Large Language Models (LLMs) are increasingly used for decision-making and planning in autonomous driving, showing promising reasoning capabilities and potential to generalize across diverse traffic situations. However, current LLM-based driving agents lack explicit mechanisms to enforce traffic rules and often struggle to reliably detect small, safety-critical objects such as traffic lights and signs. To address this limitation, we introduce TLS-Assist, a modular redundancy layer that augments LLM-based autonomous driving agents with explicit traffic light and sign recognition. TLS-Assist converts detections into structured natural language messages that are injected into the LLM input, enforcing explicit attention to safety-critical cues. The framework is plug-and-play, model-agnostic, and supports both single-view and multi-view camera setups. We evaluate TLS-Assist in a closed-loop setup on the LangAuto benchmark in CARLA. The results demonstrate relative driving performance improvements of up to 14% over LMDrive and 7% over BEVDriver, while consistently reducing traffic light and sign infractions. We publicly release the code and models on https://github.com/iis-esslingen/TLS-Assist.

Paper Structure

This paper contains 22 sections, 2 equations, 3 figures, 4 tables.

Figures (3)

  • Figure 1: Overview of the proposed TLS-Assist framework.

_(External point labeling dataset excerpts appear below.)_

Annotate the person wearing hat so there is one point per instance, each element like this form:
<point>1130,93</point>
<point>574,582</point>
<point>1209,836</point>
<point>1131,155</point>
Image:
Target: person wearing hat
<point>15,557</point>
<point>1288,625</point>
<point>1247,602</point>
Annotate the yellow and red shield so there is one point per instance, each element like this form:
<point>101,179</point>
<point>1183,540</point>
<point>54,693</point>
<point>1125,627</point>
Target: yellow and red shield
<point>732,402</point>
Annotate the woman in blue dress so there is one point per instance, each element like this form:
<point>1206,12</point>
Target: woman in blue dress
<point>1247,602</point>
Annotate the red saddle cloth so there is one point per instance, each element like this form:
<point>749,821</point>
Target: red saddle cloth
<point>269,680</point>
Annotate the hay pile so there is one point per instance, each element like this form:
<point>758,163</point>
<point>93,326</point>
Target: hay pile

TLS-Assist enhances vision-based LLM autonomous driving (AD) agents, with optional LiDAR input, by detecting traffic lights and signs and expressing them as natural language instructions. The extended agents are subsequently evaluated in closed-loop driving using the CARLA simulator.
  • Figure 2: Overview of the proposed TLS-Assist framework. Multi-view images are preprocessed and passed to separate detection modules for traffic lights and traffic signs. Traffic light detections are refined by relevance prediction and state validation, while traffic sign detections are prioritized according to driving relevance. Both results are consolidated into natural language messages and forwarded to the LLM-based autonomous driving (AD) agent.
  • Figure 3: Predefined notice instructions used for message generation. Traffic light and sign detections are mapped to natural language templates that are concatenated and provided as textual input to the LLM-based driving agent.